Syria has been a concern of Morsi’s but wasn’t as big a focus [as his domestic problems]. He realizes that Egypt is in a pretty constrained position to play a regional role, with financial dependence on Qatar as a lifeline, so he’s followed what Qatar was doing. Quite frankly Qatar has more resources to devote to Syria than it does to Egypt. One concern Morsi had was, “You have a massive influx of [Syrian] people into Egypt – who takes care of them?” [The refugee situation] is impacting Egypt, but not in the degree it’s impacted Lebanon or Jordan.

In recent days, Muslim Brotherhood supporters called for support for jihad in Syria. That could be seen as the Muslim Brotherhood trying to reassert itself, in the past few months, into the chaos of the Syrian opposition.
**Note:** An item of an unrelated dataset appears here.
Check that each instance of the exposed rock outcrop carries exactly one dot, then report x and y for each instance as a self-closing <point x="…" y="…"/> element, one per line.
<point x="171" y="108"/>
There are also tensions now between Saudi Arabia and Qatar. Saudi has been pushing the more traditionalist elements [in Syria], while Qatar, who had been taking the lead role, was pushing the Muslim Brotherhood. This shift in balance towards Saudi now taking a larger leadership role in Syria, eclipsing Qatar, has clearly put the Muslim Brotherhood in a tight position. So Egypt is facing a more fiscally constrained environment, this ongoing competition between Saudi and Qatar on the role of the Muslim Brotherhood.

And Morsi announced that any Egyptians who went to fight in Syria would not be prosecuted when they returned. This is a sign that the Muslim Brotherhood wants to support their [Brotherhood] colleagues on the ground.

Syria Deeply: What’s the relationship like between Morsi and Assad?

AB: I don’t think Assad and Morsi ever really had a relationship. Egypt has always backed the Arab League stance [against Assad]. I don’t think there could ever have been a strong Muslim Brotherhood/Egypt relationship with an Assad regime.

SD: Does the timing of this pullback have anything to do with Barack Obama’s announcement that the U.S. will arm the Syrian rebels?

AB: I don’t know if it’s necessarily that the decision to arm was the trigger for this, or that even the use of chemical weapons factored in. It could be a coincidence or a buildup of events. I do think it makes it easier for anyone in the Egyptian military to go along with it if that’s what the U.S. is doing now.

SD: What will Morsi’s decision mean for the Assad regime?

AB: Egypt’s a small player in this, and it’s just more noise of opposition for the regime. Assad knows how weak Egypt is. If this was Egypt under [Hosni] Mubarak or [Anwar] Sadat, it may have been a different case. But the Muslim Brotherhood has been opposing Assad from early on, so it’s not like this is such a big shift. It’s not like this impacts him much at all.